Dos hallazgos recientes han aclarado mucho la logística. Los papiros de Uadi el-Yarf, publicados en 2013, contienen el diario de un inspector llamado Merer que transportaba la caliza fina desde las canteras de Tura por vía fluvial. Y los estudios geológicos han confirmado la existencia de un brazo del Nilo, hoy desaparecido, que llegaba casi al pie de la meseta y permitía descargar los bloques allí mismo.
Cómo visitarlas
- Ve a primera hora. El recinto abre temprano; las dos primeras horas tienen mejor luz, menos calor y muchos menos autobuses.
- Entrar dentro de una pirámide es opcional. Requiere billete aparte y cupo diario. Las cámaras están vacías, se sube encorvado y hace calor. Si la claustrofobia es un problema, sáltatelo sin remordimientos.
- Si vas a entrar en una, valora Kefrén o Micerinos en lugar de Keops: son bastante más baratas, la experiencia es parecida y hay mucha menos gente.
- No te pierdas el mirador panorámico del sureste, desde donde se ven las tres alineadas, ni el templo del valle de Kefrén, junto a la Esfinge.
- El camello y el caballo se negocian antes, con el precio y la duración cerrados en voz alta, y no se paga hasta el final. Es donde más problemas se dan.
- Lleva agua, sombrero y calzado cerrado. No hay sombra en toda la meseta.
- Las tarifas se revisan a menudo y hay billetes distintos para el recinto, para cada pirámide y para algunas tumbas. Consúltalas poco antes de viajar.
Con qué combinarlo
El Gran Museo Egipcio está a pocos minutos y reúne el ajuar completo de Tutankamón: es la combinación natural para un día entero en Guiza. Y a media hora al sur, Sacara y Dahshur permiten ver cómo se llegó, por ensayo y error, a la forma de estas tres pirámides.
El espectáculo de luz y sonido se ve por la noche desde una grada frente a la Esfinge; comprueba antes en qué idioma es la sesión del día.
Por qué siguen impresionando
Porque los números no ayudan a imaginarlas.
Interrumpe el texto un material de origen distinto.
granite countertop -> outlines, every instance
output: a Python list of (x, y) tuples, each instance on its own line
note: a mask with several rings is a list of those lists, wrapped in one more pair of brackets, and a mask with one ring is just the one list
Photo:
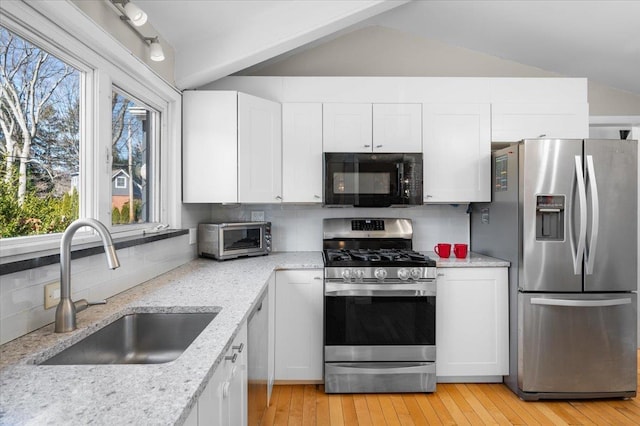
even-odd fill
[[(322, 268), (320, 252), (196, 259), (78, 314), (0, 346), (0, 424), (182, 424), (276, 269)], [(133, 312), (219, 312), (175, 361), (153, 365), (40, 366)]]
[(510, 266), (510, 262), (483, 254), (469, 252), (464, 259), (456, 258), (453, 253), (449, 258), (443, 259), (435, 252), (424, 252), (427, 256), (435, 259), (438, 268), (500, 268)]

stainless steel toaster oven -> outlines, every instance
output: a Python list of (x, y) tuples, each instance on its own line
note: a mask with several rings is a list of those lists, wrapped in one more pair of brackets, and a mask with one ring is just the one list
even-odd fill
[(271, 252), (271, 222), (201, 223), (198, 256), (218, 260)]

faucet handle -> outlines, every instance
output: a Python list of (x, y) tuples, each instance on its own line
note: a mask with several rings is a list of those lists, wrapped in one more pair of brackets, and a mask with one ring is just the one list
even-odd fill
[(80, 299), (73, 302), (76, 307), (76, 312), (82, 312), (87, 309), (89, 306), (93, 305), (106, 305), (106, 300), (97, 300), (95, 302), (88, 302), (87, 299)]

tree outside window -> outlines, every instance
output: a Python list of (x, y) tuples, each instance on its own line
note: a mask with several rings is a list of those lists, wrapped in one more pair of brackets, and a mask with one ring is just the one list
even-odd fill
[(155, 111), (118, 91), (112, 95), (111, 222), (149, 222)]
[(0, 27), (0, 85), (0, 235), (62, 232), (79, 211), (80, 71)]

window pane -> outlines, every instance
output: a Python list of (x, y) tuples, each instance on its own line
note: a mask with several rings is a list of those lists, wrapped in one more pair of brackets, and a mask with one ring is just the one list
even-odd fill
[(0, 234), (78, 217), (80, 71), (0, 27)]
[[(111, 222), (150, 222), (151, 151), (156, 113), (113, 92)], [(133, 206), (133, 207), (132, 207)]]

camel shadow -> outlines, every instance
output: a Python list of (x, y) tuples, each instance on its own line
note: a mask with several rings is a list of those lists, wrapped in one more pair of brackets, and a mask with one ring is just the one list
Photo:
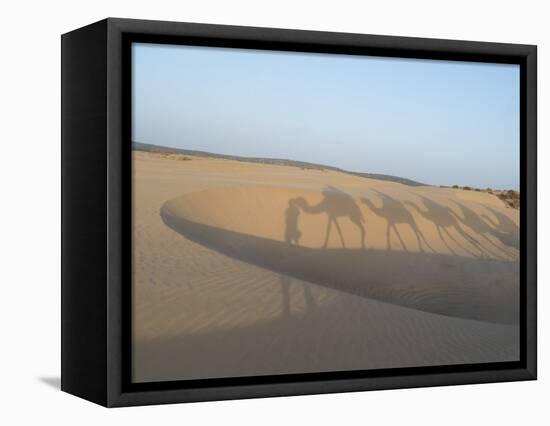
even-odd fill
[(517, 249), (519, 247), (520, 239), (519, 226), (505, 214), (502, 214), (491, 207), (487, 207), (487, 210), (489, 210), (497, 219), (497, 222), (495, 222), (489, 216), (482, 215), (482, 217), (493, 226), (493, 229), (491, 230), (492, 235), (503, 245)]
[(390, 197), (389, 195), (383, 194), (380, 191), (373, 190), (382, 200), (382, 206), (377, 207), (371, 200), (368, 198), (362, 198), (361, 201), (363, 204), (365, 204), (374, 214), (377, 216), (383, 218), (386, 220), (386, 248), (387, 250), (391, 250), (391, 231), (395, 233), (397, 238), (399, 239), (399, 242), (401, 243), (401, 246), (403, 247), (403, 250), (408, 251), (407, 246), (405, 245), (405, 242), (403, 241), (403, 238), (401, 237), (401, 234), (399, 233), (399, 230), (397, 229), (397, 225), (399, 224), (405, 224), (408, 225), (414, 232), (414, 235), (416, 237), (416, 242), (418, 244), (418, 248), (421, 252), (424, 251), (424, 246), (429, 248), (432, 252), (434, 250), (431, 248), (430, 244), (424, 237), (424, 234), (416, 224), (416, 221), (413, 218), (413, 215), (411, 212), (407, 210), (405, 205), (395, 198)]
[(322, 191), (322, 200), (317, 204), (309, 204), (304, 198), (293, 198), (289, 200), (286, 210), (286, 232), (285, 240), (289, 243), (298, 242), (301, 233), (297, 227), (297, 220), (300, 210), (308, 214), (326, 214), (327, 227), (325, 231), (325, 240), (322, 247), (327, 248), (332, 225), (336, 228), (340, 242), (343, 248), (346, 248), (346, 241), (342, 228), (338, 223), (338, 218), (348, 218), (361, 233), (361, 248), (365, 248), (365, 219), (361, 209), (353, 197), (344, 191), (333, 186), (327, 186)]
[[(418, 195), (424, 207), (421, 207), (410, 201), (405, 201), (407, 206), (414, 209), (424, 219), (432, 222), (437, 230), (439, 239), (443, 242), (450, 253), (458, 253), (449, 244), (451, 241), (457, 247), (473, 257), (489, 257), (489, 253), (483, 248), (481, 243), (470, 234), (461, 225), (461, 218), (449, 207), (443, 206), (430, 198)], [(475, 214), (475, 213), (474, 213)], [(454, 231), (462, 238), (462, 242), (453, 236), (450, 231)]]
[[(485, 206), (497, 217), (498, 223), (495, 223), (487, 215), (479, 215), (464, 204), (457, 203), (456, 201), (455, 204), (460, 209), (462, 217), (453, 212), (454, 216), (461, 224), (470, 228), (485, 242), (484, 250), (487, 254), (494, 257), (502, 257), (502, 253), (504, 253), (505, 257), (513, 256), (510, 249), (517, 250), (518, 248), (519, 228), (510, 218)], [(517, 238), (515, 238), (516, 235)], [(504, 247), (497, 245), (489, 236), (496, 238)], [(510, 237), (510, 239), (507, 237)]]
[[(411, 213), (412, 210), (435, 226), (439, 239), (451, 254), (458, 255), (456, 248), (459, 248), (472, 257), (506, 259), (515, 257), (515, 253), (510, 249), (518, 249), (519, 227), (508, 216), (491, 207), (485, 206), (496, 217), (496, 222), (487, 215), (479, 215), (470, 207), (456, 201), (454, 203), (460, 211), (459, 214), (450, 207), (422, 195), (417, 195), (421, 204), (416, 204), (411, 201), (400, 201), (375, 189), (372, 191), (376, 193), (382, 205), (378, 206), (366, 197), (362, 198), (361, 202), (375, 215), (386, 220), (387, 250), (393, 250), (391, 243), (393, 232), (403, 250), (409, 251), (397, 228), (397, 225), (407, 225), (414, 232), (421, 252), (424, 252), (425, 248), (436, 252), (420, 230)], [(502, 246), (495, 243), (494, 239), (500, 241)]]

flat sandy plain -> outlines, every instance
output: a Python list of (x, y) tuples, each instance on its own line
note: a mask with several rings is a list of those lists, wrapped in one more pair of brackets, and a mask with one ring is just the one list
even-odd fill
[(133, 153), (134, 381), (519, 359), (496, 196), (186, 157)]

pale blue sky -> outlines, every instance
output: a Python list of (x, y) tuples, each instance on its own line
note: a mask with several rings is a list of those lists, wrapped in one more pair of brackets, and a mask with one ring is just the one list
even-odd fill
[(135, 43), (134, 141), (519, 188), (519, 66)]

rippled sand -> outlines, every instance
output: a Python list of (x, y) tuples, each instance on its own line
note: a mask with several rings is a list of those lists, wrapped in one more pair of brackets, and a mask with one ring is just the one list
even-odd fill
[(134, 153), (138, 382), (519, 358), (519, 215), (487, 193)]

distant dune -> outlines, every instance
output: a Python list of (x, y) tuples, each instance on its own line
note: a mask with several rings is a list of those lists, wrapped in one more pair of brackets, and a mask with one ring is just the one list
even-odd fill
[(519, 212), (496, 195), (142, 148), (134, 380), (518, 359)]
[(171, 148), (161, 145), (152, 145), (147, 143), (141, 143), (141, 142), (133, 142), (133, 147), (135, 150), (139, 151), (146, 151), (146, 152), (158, 152), (158, 153), (167, 153), (167, 154), (184, 154), (184, 155), (194, 155), (199, 157), (212, 157), (212, 158), (223, 158), (226, 160), (234, 160), (234, 161), (245, 161), (249, 163), (261, 163), (261, 164), (276, 164), (280, 166), (293, 166), (293, 167), (299, 167), (302, 169), (315, 169), (315, 170), (333, 170), (343, 173), (349, 173), (351, 175), (355, 176), (361, 176), (365, 178), (372, 178), (372, 179), (378, 179), (378, 180), (387, 180), (390, 182), (397, 182), (402, 183), (403, 185), (409, 185), (409, 186), (425, 186), (426, 184), (416, 182), (412, 179), (406, 179), (402, 177), (397, 176), (391, 176), (391, 175), (384, 175), (379, 173), (358, 173), (358, 172), (350, 172), (347, 170), (339, 169), (338, 167), (332, 167), (332, 166), (325, 166), (323, 164), (315, 164), (315, 163), (307, 163), (305, 161), (296, 161), (296, 160), (285, 160), (285, 159), (279, 159), (279, 158), (261, 158), (261, 157), (241, 157), (238, 155), (223, 155), (223, 154), (214, 154), (211, 152), (206, 151), (194, 151), (190, 149), (182, 149), (182, 148)]

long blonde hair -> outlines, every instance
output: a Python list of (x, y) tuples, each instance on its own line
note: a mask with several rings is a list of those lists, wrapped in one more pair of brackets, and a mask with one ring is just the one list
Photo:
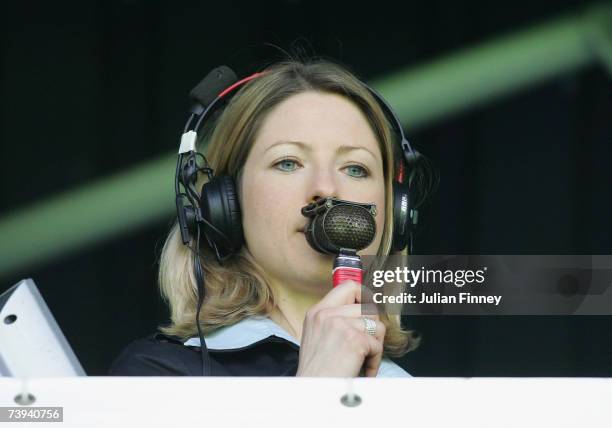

Dos millones y medio de bloques no significa nada hasta que estás al pie de la cara norte y compruebas que la primera hilada te llega por encima de la cabeza, y que encima hay doscientas más.
Y porque llevan ahí cuarenta y cinco siglos. Cuando Cleopatra nació, la Gran Pirámide ya era más antigua para ella de lo que Cleopatra lo es para nosotros.